Abitur, Führerschein, Studium - stets müssen Prüfungen bewältigt werden. Manchen Menschen fällt das leicht. Andere haben panische Angst vor jedem Test. „Zu mir kommen im Moment auffallend viele Menschen mit Prüfungsangst“, sagt Brigitte Neumann, psychologische Beraterin aus dem unterfränkischen Aschaffenburg. Einige hätten Angst vor der Führerscheinprüfung, andere vor Prüfungen in der Lehre oder an der Uni.
Prüfungsängste resultieren nicht notwendig daraus, dass jemand den abgefragten Stoff nicht beherrscht. Möglicherweise können Prüflinge durch ihre Angst auf ihr vorhandenes Wissen nicht zugreifen. Es kann auch andere Gründe geben als Angst.
„Was bringt es Ihnen, bestehen Sie die Prüfung nicht?“ Mit dieser Frage hat Ingrid von Fircks schon viele Patienten überrascht. Hinter Prüfungsangst, sagt die Psychologin aus München, stecke nicht selten Selbstsabotage. Sie erinnert sich an einen Zimmermann, der nach einer gescheiterten Meisterprüfung zu ihr kam. Im therapeutischen Gespräch stellte sich heraus, dass sein Wunsch, Meister zu werden, durchaus ambivalent war: „Er hätte dann viel seltener in Urlaub fahren können.“ Und Reisen liebte er.
Der Zimmermann sei auf die Idee gekommen, einen Kollegen zu fragen, ob der mit ihm zusammen einen Betrieb gründen würde, so dass beide weniger stark belastet wären. Nachdem diese Perspektive geschaffen war, kam er zum ersehnten Meisterbrief.
Ein anderes Beispiel: Je weniger Unterstützung Kinder von ihren Eltern erhalten und je schlechter die Bindung zwischen ihnen ist, umso größer ist die Gefahr, dass sich Ängste oder andere Störungen entwickeln. Von Fircks, die zurzeit Erzieherinnen coacht, sieht in Kitas mehr Kinder mit Störungen und Unsicherheiten denn je. Aufgrund ihrer aktuellen Beobachtungen prognostiziert die Psychologin, dass Prüfungsängste weiter zunehmen werden.

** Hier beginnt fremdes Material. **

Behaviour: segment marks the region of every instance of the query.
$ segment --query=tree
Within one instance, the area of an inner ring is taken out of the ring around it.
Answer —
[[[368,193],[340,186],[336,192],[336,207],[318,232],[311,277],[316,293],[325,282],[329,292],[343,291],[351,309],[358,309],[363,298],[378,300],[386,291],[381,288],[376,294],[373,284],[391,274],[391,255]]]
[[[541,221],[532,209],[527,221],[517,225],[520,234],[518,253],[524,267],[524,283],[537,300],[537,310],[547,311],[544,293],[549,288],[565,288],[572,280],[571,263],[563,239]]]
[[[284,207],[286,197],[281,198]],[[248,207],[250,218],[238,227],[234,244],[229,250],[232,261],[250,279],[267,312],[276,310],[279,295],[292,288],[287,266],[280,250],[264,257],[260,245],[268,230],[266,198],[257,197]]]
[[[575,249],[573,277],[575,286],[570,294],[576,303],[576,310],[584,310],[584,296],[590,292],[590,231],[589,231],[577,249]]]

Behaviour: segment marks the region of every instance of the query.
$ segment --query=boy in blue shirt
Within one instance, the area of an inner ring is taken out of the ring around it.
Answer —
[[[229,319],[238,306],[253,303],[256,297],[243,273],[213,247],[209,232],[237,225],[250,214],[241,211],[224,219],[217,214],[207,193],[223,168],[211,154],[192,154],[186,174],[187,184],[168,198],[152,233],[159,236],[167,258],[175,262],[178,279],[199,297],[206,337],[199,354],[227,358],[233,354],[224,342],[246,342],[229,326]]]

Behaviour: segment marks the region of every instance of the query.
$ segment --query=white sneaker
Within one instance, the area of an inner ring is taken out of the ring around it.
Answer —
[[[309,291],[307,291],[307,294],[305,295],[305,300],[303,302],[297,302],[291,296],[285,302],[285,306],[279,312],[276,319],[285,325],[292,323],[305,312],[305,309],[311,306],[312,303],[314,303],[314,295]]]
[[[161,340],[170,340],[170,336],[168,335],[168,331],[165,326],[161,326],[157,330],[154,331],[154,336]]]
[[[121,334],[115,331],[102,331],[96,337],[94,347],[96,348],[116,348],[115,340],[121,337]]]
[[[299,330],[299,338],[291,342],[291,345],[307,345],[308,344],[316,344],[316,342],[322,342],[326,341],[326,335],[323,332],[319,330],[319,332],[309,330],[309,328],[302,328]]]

Belastbare Zahlen, ob Prüfungsangst zunimmt, gebe es seines Wissens für Deutschland nicht, sagt indes Psychologieprofessor Jürgen Margraf von der Uni Bochum. Durch das Deutsche Gesundheitsbarometer zur psychischen Gesundheit, das am Bochumer Standort des neuen Deutschen Zentrums für Psychische Gesundheit aufgebaut wird, werde es diese Daten wohl 2026 geben. „Aus meiner Tätigkeit als Prüfer kann ich berichten, dass die Leistungen in mündlichen Prüfungen seit der Pandemie schlechter geworden sind“, erklärt er. Zu vermuten stehe, dass der massive Anstieg an virtuellen Formen der Lehre ohne direkten Austausch zu mehr Prüfungsangst geführt habe.
Jeanette Wolf, Lernbegleiterin in der Fort- und Weiterbildung der Berliner WBS Berufsfachschulen, glaubt, Schülerinnen und Schüler erlebten, dass das, was in den Schulen gelehrt wird, mit ihrem Leben und mit ihrem Lebensstil immer weniger zu tun hat. Lehrer schaffen es der Lernbegleiterin zufolge weithin nicht, Neugier entstehen zu lassen und Schüler in einen „Lernflow“ zu bringen.
Wolf, die seit 30 Jahren im pädagogischen Bereich tätig ist, analysiert in einer 2023 begonnenen Studie das aktuelle Lernverhalten und damit auch Prüfungsängste der WBS-Kursteilnehmer. Immer wieder höre sie von den Studentinnen und Studenten, welche negativen Emotionen schlechte Noten hervorrufen. Sie beklagt, es gebe zu wenig „positives Fehlermanagement“. In ihren Kursen erlebe sie ängstliche und „erlernt unsichere“ junge Menschen. Die Teilnehmer selbst trauten sich oft kaum zu, Kurse erfolgreich zu bewältigen.
Bildungsinstitutionen müssten bei der Wissensvermittlung viel stärker das konkrete Ziel vor Augen haben, „statt die Leistungen eines Moments zu beurteilen“, sagt Wolf. In Schulen müsse es Ziel werden, junge Menschen zum eigenständigen Denken zu befähigen. In der Erwachsenenbildung bestehe das Ziel darin, Studenten und Kursteilnehmer für die konkreten Aufgaben, die auf sie warten, lebensnah zu qualifizieren.